Anderson (Anderson Tikuna) was born in an indigenous tribe, and he has experienced painful passing-of-age rites firsthand. He also has a job in a factory in Manaus. He speaks Portuguese at work and socially, and his native indigenous language at home. Most importantly, he has to reconcile his native beliefs, values and morals with the culture of the “white man” that is slowly but incisively creeping into the villages.
Cultural syncretism is the central subject of the film. It often appears in awkward situations: a rock band of indigenous people, Anderson singing and dancing Beyoncé’s ‘I’m a Single Lady’ in front of the mirror and even a karaoke in the native indigenous languages (Tikuna, Sateré Mawé and Neenguetu). The soundtrack of the film also includes songs by European electronic bands The Knife and Kraftwerk. At times, it feels like “white” culture is strangely harmonious with the indigenous lifestyle.
Homosexuality is also a central theme in the movie, with Anderson having trysts with both men and women. Gay cinema is growing fast in Brazil, recently dealing with subjects like immigration (in Futuro Beach by Karim Ainouz, 2015), blindness (in The Way he Looks by Daniel Ribeiro) and gay marriage (in Here Come the Brides by Fábia Fuseti, 2016). It is refreshing and reassuring that even filmmakers from the remote Amazon are now embracing the subject.Director Sérgio Andrade explained to DMovies that homosexuality is not such a taboo amongst indigenous people, and that people in Anderson Tikuna’s tribe would were well aware of gay activity.
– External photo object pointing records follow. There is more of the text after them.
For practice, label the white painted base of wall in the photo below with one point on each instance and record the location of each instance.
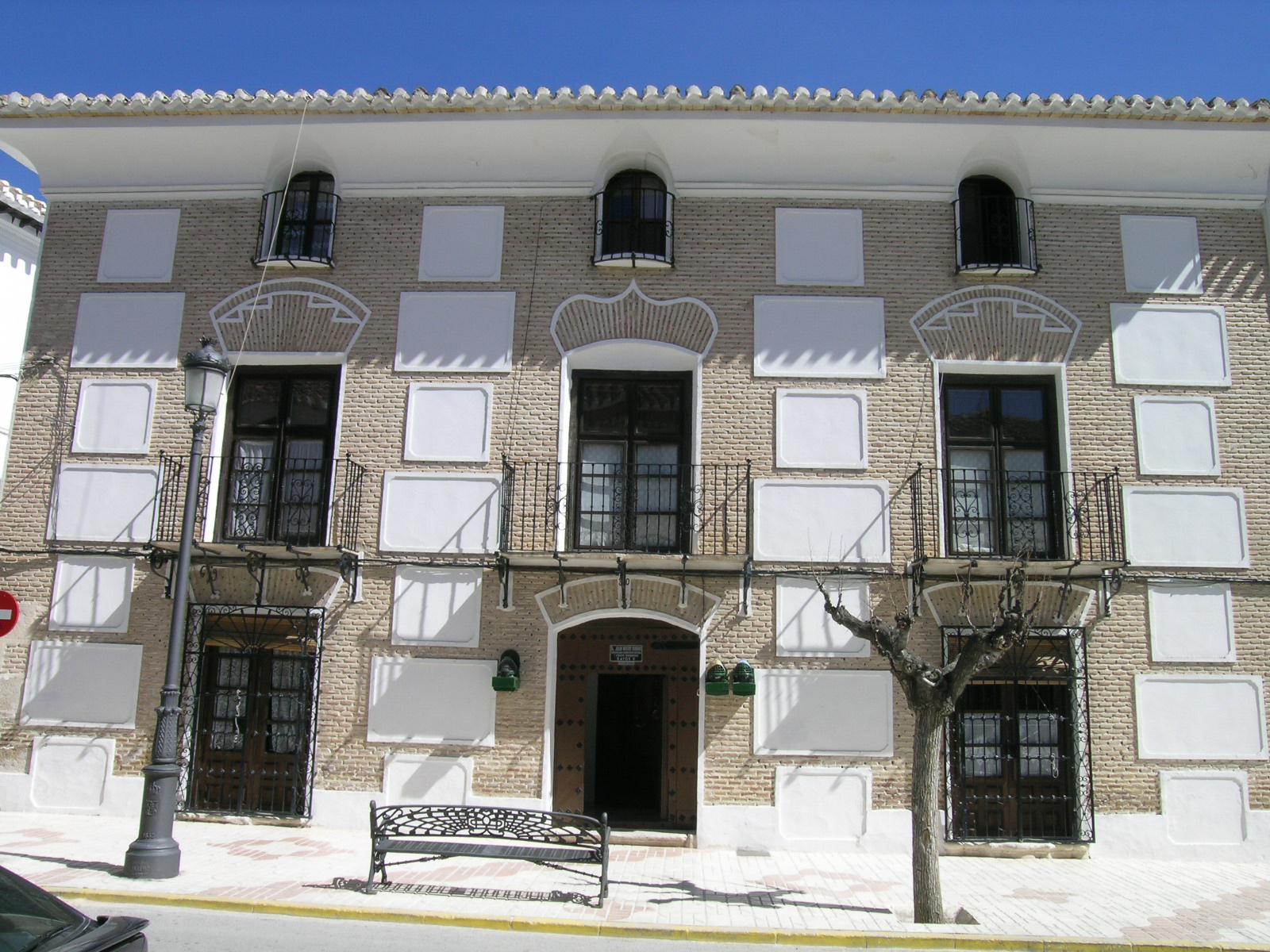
(759, 828)
(1146, 837)
(121, 797)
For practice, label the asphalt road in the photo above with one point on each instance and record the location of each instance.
(181, 930)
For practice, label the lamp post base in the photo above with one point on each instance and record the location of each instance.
(152, 860)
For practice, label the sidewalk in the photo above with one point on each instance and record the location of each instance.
(787, 898)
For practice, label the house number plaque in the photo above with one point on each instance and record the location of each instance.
(626, 654)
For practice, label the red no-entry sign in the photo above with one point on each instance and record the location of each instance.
(8, 613)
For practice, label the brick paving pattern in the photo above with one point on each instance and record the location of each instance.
(1138, 901)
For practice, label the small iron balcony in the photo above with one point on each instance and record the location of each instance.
(996, 234)
(291, 501)
(298, 228)
(991, 514)
(675, 508)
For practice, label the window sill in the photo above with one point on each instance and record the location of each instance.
(630, 260)
(321, 263)
(992, 271)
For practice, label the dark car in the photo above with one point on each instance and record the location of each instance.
(33, 920)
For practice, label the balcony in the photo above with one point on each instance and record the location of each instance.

The photography of Time was Endless is colourful and vibrant, revealing indigenous rites, the Amazon forest and the little known corners of Manaus to a broader audience. The camera work is mostly static, allowing the environment and the actors to slowly hypnotise and envelop the viewers. The actors, like director Sérgio Andrade, are mostly local and the indigenous languages are used profusely throughout the movie. The downside of the movie is that the acting is at time laborious, and it is therefore difficult to engage with some characters.
Time Was Endless was is part of the Panorama Section of the 66th Berlin Film Festival. DMovies is live right now at the event, which ends on Sunday.